My distribution model instead is more distributed. The idea is that
while full mesh network traffic is spotty and slow the local wlan
connections have no reason to be much worse than any other wlan
connections (including ours). So, to download a full file from a
neighbour isn't all that slow. Nor does it affect the general
performance of the mesh. 

Instead of all machines downloading the update from the server via the
mesh (or multicast) upgrades happen in stages. The first stage is the
school server getting the new version and announching it. Then all
machines that are close to the server will find the upgrade and update.
Then machines close to these laptops will upgrade from the laptops and
then the update will propagate outwards one machine at a time. (Things
are also dynamic, as the machines move around.) The spread is
"exponential" as the number of machines with the update availible
increases, and at no time are we sending data over the mesh.

This distributed system makes it possible for laptops to get upgraded
that doesn't have a connection that reaches the school server, as long
as another updated laptop happens to at some time be in the
neighborhood. And it also is possible to update such a laptop to any
version, without having to store all the diffs between the two versions
in the update (i.e. if the laptop hasn't had connection to the net in a
while and don't have a recent update).

I must say that the multicasting portion of your proposal sounds risky
to me. It seems like it is pretty easy for there to be multiple Upgrade
Leaders for the same version, both over time and in parallel, (for
instance due to missed packages, laptops turned on at different times,
etc). Each of these sending multicast messages on the mesh as they
upgrade sound like it could easily fill the mesh with a lot of multicast
traffic.

When you say "multicast", how far do you mean these packages would be
sent? I guess on a mesh network multicast packages are limted by some
kind of hop limit, to avoid loops if nothing else? Some more info on how
multicast works on the mesh would be nice.
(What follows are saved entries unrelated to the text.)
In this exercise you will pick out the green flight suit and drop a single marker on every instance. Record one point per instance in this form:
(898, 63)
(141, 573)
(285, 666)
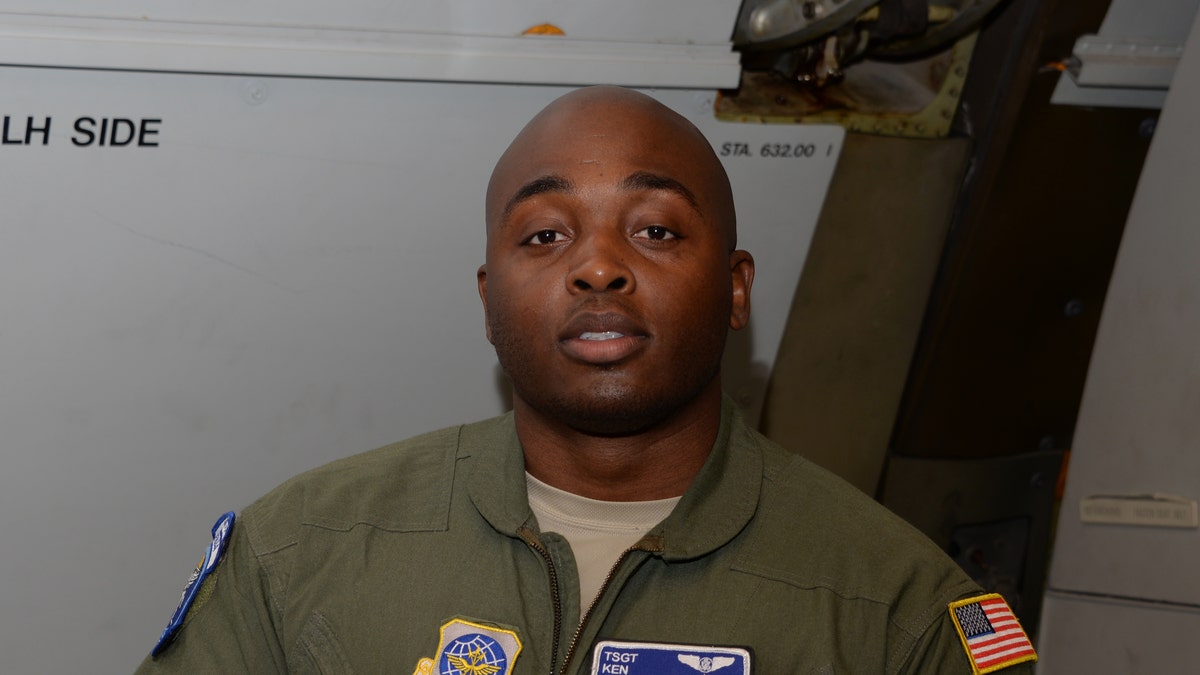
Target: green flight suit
(354, 568)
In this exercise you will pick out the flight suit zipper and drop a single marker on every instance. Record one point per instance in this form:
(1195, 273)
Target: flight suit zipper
(529, 538)
(651, 544)
(645, 544)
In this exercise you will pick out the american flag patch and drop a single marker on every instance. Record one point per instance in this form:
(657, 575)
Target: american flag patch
(990, 633)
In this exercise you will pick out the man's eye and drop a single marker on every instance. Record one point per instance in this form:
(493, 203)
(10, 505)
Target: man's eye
(655, 232)
(545, 237)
Also, i keep seeing references to vserver, but i still hasn't seen any
way this could be used to update the system image. In the case of your
proposal this doesn't change much though. For instance, if we used jffs2
filesystem transactions instead the only difference is that applying the
diffs as they come might not be a good idea, instead we keep them and
apply them all in a transaction when we're ready.
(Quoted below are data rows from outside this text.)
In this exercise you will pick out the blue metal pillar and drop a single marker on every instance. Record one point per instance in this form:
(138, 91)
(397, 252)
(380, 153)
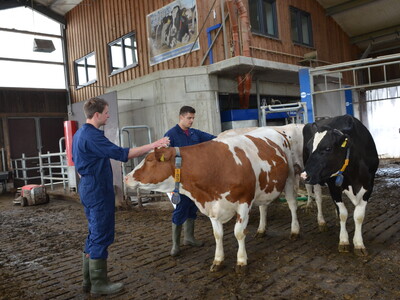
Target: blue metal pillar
(305, 92)
(209, 29)
(348, 96)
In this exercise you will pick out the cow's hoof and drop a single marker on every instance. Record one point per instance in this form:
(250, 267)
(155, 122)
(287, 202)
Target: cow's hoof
(240, 269)
(260, 235)
(344, 248)
(360, 251)
(216, 267)
(323, 227)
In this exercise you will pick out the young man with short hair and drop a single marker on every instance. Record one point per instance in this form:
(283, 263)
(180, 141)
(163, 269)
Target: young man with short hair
(91, 152)
(185, 211)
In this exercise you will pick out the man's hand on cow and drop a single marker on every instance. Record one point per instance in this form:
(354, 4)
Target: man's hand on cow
(164, 142)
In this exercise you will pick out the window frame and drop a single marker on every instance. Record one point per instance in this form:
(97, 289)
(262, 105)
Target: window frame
(263, 21)
(113, 70)
(86, 67)
(298, 15)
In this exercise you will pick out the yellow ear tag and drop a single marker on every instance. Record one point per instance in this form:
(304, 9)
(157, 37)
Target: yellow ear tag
(344, 143)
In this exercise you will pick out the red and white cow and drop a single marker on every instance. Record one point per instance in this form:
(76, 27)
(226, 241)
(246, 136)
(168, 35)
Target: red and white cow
(225, 177)
(294, 133)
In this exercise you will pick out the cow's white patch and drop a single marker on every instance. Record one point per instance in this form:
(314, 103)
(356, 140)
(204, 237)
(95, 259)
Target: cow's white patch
(317, 139)
(343, 236)
(355, 198)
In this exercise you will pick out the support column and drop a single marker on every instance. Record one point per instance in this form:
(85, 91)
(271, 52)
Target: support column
(305, 92)
(348, 98)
So, to sum it up, my approach certainly uses more bits on the network
for data transfer, but I don't think that is a large issue, since all
(most?) transfers are local, and thus should get good performance. It is
also less dependent on direct connections to the internet (or the school
server) and doesn't cause mesh network traffic affecting bandwidth for
other people. Its also, imho vastly simpler to implement, test, and
deploy.

However, it certainly would be nice if we could use the binary diff
approach in a distributed system too. A simple extension for this would
be to do diffs on the school server. We could easily store diffs between
"consecutive" blobs and manifests (say as
http://server/blobs/{first-sha1}-{second-sha1}), and the client could
detect that the server has both the version it already has and the
target version and request a diff between the two files instead of a
full blob (falling back to the full file if the diff wasn't availible). 

Its a bit harder to distribute this to the laptops though, as we don't
want to store older data on them they can't generate diffs. I guess we
could store the diffs from the previous version to the current version,
hoping that this would not use a lot of storage. I guess that is a
question of tradeoff, local bandwidth vs laptop storage.

Maybe there is a better way to use diffs. Lemme think on it for a bit.